La fabricante milagrosa – Capítulo 1734 La señorita Huo era una diosa
Huo Qing se paró frente a la puerta del auto por un par de segundos. Miró a su subordinado suavemente. «Mira tu lengua.»
El subordinado se congeló brevemente. En el momento en que hizo contacto visual con Huo Qing, rápidamente se dio cuenta de su error. «Perdóname.»
«Recuerde, la familia Huo se rige por reglas». Huo Qing levantó la mano y palmeó el hombro de su subordinado mientras hablaba profundamente.
Se agachó y subió al coche.
Las reglas las establecieron los hombres, pero el mismo hombre podría no permanecer en el poder para siempre.
«Uh huh», reconoció el subordinado con los ojos bajos. Después de cerrar la puerta, él también subió al auto.
En poco tiempo, el motor del coche se puso en marcha. Los tres autos salieron rápidamente del hospital y se fueron casi tan pronto como llegaron.
Cuando llegaron al cruce, el subordinado pensó en las palabras de Huo Qing mientras conducía. Mientras reflexionaba, levantó la cabeza y miró por la ventana del auto sin darse cuenta.
Se podía ver a un hombre y una mujer caminando por la acera. La joven caminaba por la acera interior y no se la veía con claridad. Sin embargo, el hombre que caminaba afuera tenía un aura imponente y parecía algo familiar.
Se parecía al presidente de la Oficina de Armas a quien había encontrado en el mercado negro el año pasado.
En el momento en que el subordinado recordó, instintivamente pisó el freno.
Huo Qing estaba sentado en el asiento trasero descansando sus ojos. El frenado repentino lo hizo tropezar hacia adelante por el impulso. Después de estabilizarse, frunció el ceño a su subordinado al frente. «¿Qué pasó?»
El subordinado todavía estaba mirando por la ventana del automóvil, pero ahora solo se podían ver sus espaldas. Cuando escuchó la voz enojada de Huo Qing, dijo apresuradamente: «Maestro Qing, creo que vi al presidente de la Oficina de Armas. Ese tipo caminando por la acera».
Mientras hablaba, el subordinado bajó la ventanilla del auto y señaló afuera.
Huo Qing se volvió para mirar por la ventana del auto. Cuando los vio, ya habían pasado la esquina.
Huo Qing desvió los ojos y miró a su subordinado frente a él. «¿Crees que el presidente de la Oficina de Armas aparecería aquí en medio de la noche?»
El subordinado se rascó la cabeza y respondió automáticamente. «Simplemente pensé que se parecía a él».
«Muchas personas se parecen. ¿Cómo podría aparecer aquí el presidente de la Oficina de Armas?» Huo Qing volvió a cerrar los ojos. «Conducir.»
El subordinado se apresuró a poner en marcha el motor de nuevo.
En retrospectiva, el presidente de la Oficina de Armas era un hombre muy misterioso.
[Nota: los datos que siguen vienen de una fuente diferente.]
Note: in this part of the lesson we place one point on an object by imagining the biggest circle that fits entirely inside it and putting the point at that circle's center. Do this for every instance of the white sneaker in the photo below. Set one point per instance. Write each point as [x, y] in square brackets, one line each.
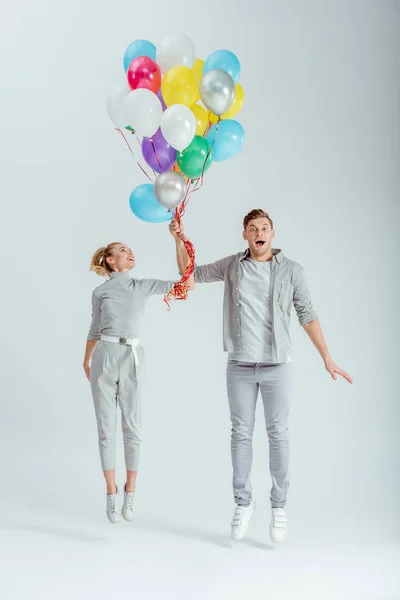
[278, 527]
[241, 519]
[127, 508]
[113, 509]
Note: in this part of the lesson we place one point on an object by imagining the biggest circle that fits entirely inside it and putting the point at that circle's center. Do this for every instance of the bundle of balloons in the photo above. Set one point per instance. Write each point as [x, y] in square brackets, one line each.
[183, 108]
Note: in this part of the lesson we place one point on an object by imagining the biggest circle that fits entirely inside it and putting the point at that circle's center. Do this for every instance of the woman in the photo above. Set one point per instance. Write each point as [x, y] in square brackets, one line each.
[113, 363]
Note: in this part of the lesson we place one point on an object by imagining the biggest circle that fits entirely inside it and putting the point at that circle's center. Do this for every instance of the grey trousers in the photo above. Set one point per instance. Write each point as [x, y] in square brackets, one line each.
[115, 380]
[244, 380]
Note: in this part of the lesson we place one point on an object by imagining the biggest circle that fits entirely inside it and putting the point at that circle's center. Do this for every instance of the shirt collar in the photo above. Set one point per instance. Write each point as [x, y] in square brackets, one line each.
[121, 275]
[277, 255]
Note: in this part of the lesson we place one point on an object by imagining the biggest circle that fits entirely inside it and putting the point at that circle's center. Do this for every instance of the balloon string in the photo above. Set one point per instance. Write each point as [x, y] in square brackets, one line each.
[133, 154]
[209, 151]
[155, 153]
[180, 290]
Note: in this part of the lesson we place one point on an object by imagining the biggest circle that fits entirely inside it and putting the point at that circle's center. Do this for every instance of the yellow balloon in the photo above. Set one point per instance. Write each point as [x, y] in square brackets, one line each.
[179, 86]
[236, 105]
[201, 118]
[212, 118]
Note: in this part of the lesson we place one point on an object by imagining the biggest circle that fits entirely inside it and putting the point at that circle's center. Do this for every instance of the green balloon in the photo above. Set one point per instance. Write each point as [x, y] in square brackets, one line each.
[191, 160]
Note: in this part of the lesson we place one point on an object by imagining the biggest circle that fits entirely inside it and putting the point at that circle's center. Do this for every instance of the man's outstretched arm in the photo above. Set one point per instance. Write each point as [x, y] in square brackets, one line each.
[204, 273]
[309, 321]
[314, 331]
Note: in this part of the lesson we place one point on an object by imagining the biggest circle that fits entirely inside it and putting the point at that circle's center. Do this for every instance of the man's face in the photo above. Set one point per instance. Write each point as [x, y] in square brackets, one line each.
[259, 235]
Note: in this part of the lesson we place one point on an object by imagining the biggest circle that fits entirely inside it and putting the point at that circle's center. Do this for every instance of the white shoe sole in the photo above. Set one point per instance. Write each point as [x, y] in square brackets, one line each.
[275, 541]
[237, 537]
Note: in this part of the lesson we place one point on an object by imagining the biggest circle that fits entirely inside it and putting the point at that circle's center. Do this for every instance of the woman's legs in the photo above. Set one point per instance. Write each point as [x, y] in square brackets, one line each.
[130, 486]
[109, 476]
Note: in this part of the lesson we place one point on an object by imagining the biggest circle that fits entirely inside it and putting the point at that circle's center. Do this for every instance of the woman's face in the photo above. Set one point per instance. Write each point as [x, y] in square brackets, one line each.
[121, 259]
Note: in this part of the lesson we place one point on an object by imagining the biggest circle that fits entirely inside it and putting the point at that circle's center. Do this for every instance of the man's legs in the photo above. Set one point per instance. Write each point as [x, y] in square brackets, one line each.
[242, 390]
[275, 386]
Además, pasaba la mayor parte de su tiempo fuera del País M. Era poco probable que apareciera aquí en medio de la noche.
Tal vez había cometido un error. Después de todo, solo vio al hombre a la distancia y no pudo verlo correctamente.
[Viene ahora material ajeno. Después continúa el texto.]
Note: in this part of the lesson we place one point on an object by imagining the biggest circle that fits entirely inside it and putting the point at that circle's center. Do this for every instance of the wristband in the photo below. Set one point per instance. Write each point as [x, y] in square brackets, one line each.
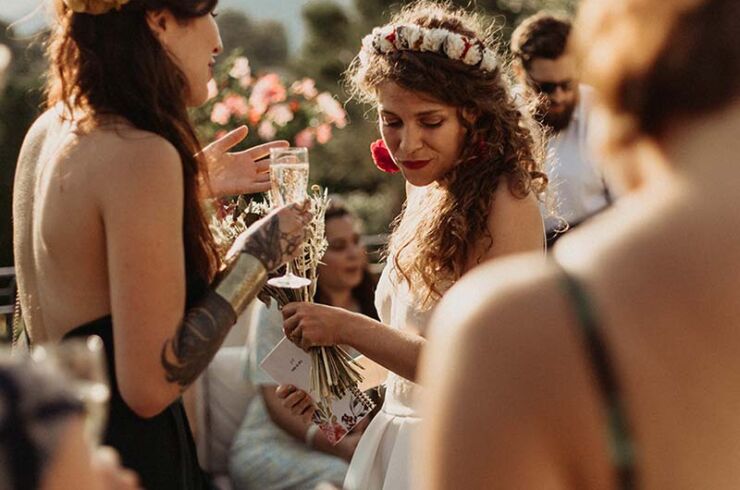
[311, 434]
[242, 281]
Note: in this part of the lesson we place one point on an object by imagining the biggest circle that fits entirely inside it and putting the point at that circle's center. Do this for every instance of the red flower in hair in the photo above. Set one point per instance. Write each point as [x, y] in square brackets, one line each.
[382, 157]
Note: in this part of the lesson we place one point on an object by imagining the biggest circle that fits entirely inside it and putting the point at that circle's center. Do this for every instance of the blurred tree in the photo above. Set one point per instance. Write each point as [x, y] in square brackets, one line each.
[265, 43]
[19, 106]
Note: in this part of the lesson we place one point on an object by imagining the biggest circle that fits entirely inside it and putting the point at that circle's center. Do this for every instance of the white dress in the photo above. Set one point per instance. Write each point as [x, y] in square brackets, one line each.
[382, 459]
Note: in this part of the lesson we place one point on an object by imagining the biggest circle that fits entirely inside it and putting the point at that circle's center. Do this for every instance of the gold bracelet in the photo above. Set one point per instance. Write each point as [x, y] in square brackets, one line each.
[242, 281]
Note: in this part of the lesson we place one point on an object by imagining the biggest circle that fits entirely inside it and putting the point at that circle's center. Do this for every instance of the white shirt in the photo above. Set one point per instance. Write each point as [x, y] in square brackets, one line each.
[575, 179]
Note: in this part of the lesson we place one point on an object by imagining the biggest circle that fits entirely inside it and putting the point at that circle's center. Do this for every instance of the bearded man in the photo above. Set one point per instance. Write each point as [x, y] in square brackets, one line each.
[548, 78]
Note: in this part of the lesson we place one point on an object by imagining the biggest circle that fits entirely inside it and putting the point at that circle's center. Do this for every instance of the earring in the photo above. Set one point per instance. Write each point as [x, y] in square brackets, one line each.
[382, 157]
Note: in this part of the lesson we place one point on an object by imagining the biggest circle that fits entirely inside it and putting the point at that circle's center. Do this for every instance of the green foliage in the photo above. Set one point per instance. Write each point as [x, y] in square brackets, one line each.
[265, 43]
[333, 39]
[19, 106]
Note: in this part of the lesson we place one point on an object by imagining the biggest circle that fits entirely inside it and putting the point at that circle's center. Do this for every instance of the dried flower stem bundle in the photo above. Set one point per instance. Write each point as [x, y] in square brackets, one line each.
[333, 371]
El subordinado negó con la cabeza y se concentró en conducir el auto.
**
Liu llamó a Huo Changfeng y se preparó para regresar a la sala del hospital. Cuando levantó la cabeza, vio a Huo Yao venir desde afuera.
Sus ojos se iluminaron rápidamente.
Liu se acercó rápidamente, enderezó la espalda y se inclinó ante Huo Yao. «Buenas noches, señorita Huo».
Huo Yao se detuvo en sus pasos. Miró al joven con los pies en la tierra de unos veinte años. Su rostro se contrajo levemente. «Tú…»
Liu finalmente recordó que la señorita Huo nunca lo había visto antes. Automáticamente hizo una reverencia y se presentó. «Señorita Huo, soy Huo Liu. Puede llamarme Liu».
Huo Yao se aclaró la garganta. «Relájate.»
«Es lo correcto». Liu sonrió con tristeza y habló en tono de disculpa: «Si no hubieras estado aquí para salvar al Maestro Jinfeng, ya podría haber muerto. No habría podido compensarlo incluso si hubiera pagado con mi vida». »
Desde que el Maestro Jinfeng se lesionó, los médicos seguían diciendo que no había manera de salvarlo. Fue la señorita Huo quien cambió las tornas y les dio esperanza.
Liu trató a Huo Yao como una diosa ahora.